= San Miguel (1551 shipwreck) =

San Miguel may refer to any of a number of Spanish ships.

The San Miguel which sank in the 1551 off Santo Domingo is believed to be one of the richest treasure galleons ever lost at sea, with a cargo of Inca and Aztec treasures looted by Spanish conquistadors.

==San Miguel (sank 1551)==
A fleet of nine ships left San Juan de Ulúa, Mexico, on March 15, 1551. By April 29, the San Miguel had wrecked off the north coast of Santo Domingo, with no lives lost. Some of the registered treasure appears to have been salvaged in the following months and was sent to Spain. The ship was 200 toneladas, and was considered to be an excellent vessel, the best of the fleet. It would have been about 23 meters long, with a keel of nearly 15 meters.
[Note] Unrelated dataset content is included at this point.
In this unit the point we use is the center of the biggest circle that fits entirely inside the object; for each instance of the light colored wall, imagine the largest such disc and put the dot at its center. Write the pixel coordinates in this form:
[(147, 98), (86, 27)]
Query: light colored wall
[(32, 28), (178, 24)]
Many people have searched for the remains of the San Miguel. The search was mentioned in the final chapters of Robert Kurson's "Pirate Hunters" (2015), a New York Times Bestseller, when John Chatterton and John Mattera, the divers who found the pirate ship Golden Fleece, were close on the trail of the San Miguel, after a decade of searching. John Mattera is an archival historian who searched the Archive of the Indies in Seville, Spain, as well as the historical records of Jack Haskins to locate the area the San Miguel sank. Chatterton and Mattera then spent the next years narrowing down the lost ship's location.
The search is ongoing in the treacherous waters of the Dominican Republic.